The researchers studied cytotoxic T cells that had been isolated from patient blood or tumour tissue. They discovered that only T cells which were simultaneously activated by specific tumour proteins produced TNF alpha. They found that the total quantity of TNF alpha in the tumour correlated to the number of killer cells producing it.
This was true for tissue samples from 88 colorectal cancer patients, the team asked, could the results be extended to other patients as well? If so, levels of TNF alpha might serve as a valuable, independent biomarker that could be used in a prognosis for the disease. To test the idea, the scientists samples from another 102 bowel cancer patients.

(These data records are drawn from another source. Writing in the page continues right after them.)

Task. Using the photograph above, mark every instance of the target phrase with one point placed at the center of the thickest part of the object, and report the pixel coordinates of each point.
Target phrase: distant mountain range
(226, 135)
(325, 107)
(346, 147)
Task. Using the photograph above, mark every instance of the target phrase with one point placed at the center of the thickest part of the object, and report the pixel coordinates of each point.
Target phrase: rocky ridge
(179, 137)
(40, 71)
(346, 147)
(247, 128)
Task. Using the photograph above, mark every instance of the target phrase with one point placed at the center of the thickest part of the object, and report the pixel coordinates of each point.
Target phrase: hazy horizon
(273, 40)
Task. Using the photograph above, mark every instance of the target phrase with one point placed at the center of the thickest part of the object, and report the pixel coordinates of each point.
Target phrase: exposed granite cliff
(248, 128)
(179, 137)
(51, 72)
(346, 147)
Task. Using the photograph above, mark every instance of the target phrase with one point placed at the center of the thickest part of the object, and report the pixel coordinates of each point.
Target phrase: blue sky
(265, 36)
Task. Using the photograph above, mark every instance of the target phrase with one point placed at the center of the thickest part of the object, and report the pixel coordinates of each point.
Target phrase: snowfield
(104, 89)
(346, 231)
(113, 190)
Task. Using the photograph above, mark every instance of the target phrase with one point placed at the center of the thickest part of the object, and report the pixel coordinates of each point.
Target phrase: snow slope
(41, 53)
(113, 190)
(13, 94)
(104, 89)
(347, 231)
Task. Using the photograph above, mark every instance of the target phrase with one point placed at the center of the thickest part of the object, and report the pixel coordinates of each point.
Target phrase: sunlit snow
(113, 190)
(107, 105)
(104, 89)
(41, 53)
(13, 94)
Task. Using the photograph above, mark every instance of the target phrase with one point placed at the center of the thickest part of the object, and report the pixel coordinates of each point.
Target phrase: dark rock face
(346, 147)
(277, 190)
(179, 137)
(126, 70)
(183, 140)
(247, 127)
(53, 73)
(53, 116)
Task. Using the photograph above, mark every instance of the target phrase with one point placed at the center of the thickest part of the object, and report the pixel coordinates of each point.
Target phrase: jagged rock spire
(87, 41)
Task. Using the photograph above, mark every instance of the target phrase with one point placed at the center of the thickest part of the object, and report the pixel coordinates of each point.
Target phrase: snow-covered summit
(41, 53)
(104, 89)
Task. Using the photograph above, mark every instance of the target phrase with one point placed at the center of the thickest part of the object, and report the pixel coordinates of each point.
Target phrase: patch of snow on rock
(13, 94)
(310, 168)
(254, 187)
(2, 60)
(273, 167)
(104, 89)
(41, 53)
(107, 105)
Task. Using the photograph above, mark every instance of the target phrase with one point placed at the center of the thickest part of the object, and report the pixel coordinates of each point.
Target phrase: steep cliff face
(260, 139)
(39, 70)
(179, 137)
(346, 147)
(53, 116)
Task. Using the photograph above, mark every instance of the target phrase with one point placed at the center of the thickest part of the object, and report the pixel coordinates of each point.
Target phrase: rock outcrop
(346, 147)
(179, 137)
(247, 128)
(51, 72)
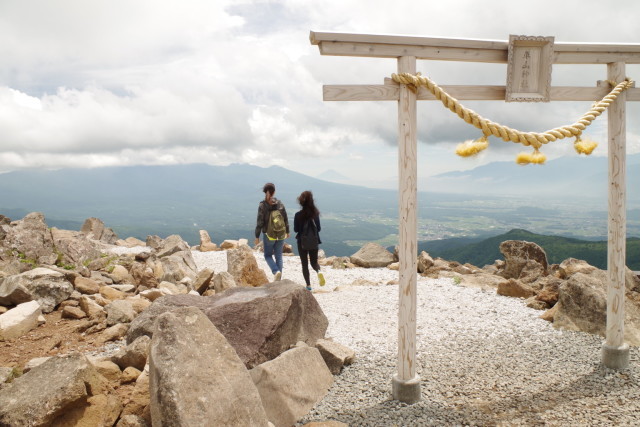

They compared the amount of TNF alpha with other characteristics of tumours that might have an impact on the course of the disease. These included the TNM classification (a way of classifying malignant tumours according to their size, differentiation grade and metastases), the number of regulatory T cells, the number of inflammatory cells that promote tumour growth, and levels of a substance that suppresses immune responses.
The new tissue samples came from 102 patients who had been diagnosed with colorectal cancer diagnosis some time ago, for whom the long-term course of the disease was known. The scientists discovered that high TNF levels were the most reliable indicator of patients who had survived their diagnosis 10 years and who were regarded as cured.
The TNF level in tumour tissue corresponds to the anti-cancer activity of the cytotoxic T cells. This is strong evidence that the prognosis of colorectal cancer patients in fact depends on an active T cell response against the tumour cells. What it means is that TNF alpha levels provide a more accurate method of predicting the course of the disease, compared to simply counting the T cells in tumour tissue.
The team states that if finding cytotoxic T cells that actively fight the tumour means a good prognosis, it is encouraging evidence for the team’s attempt to develop immunotherapies based on T cells that target colorectal cancer. In the long term the team plan to develop immunotherapies of exactly this kind.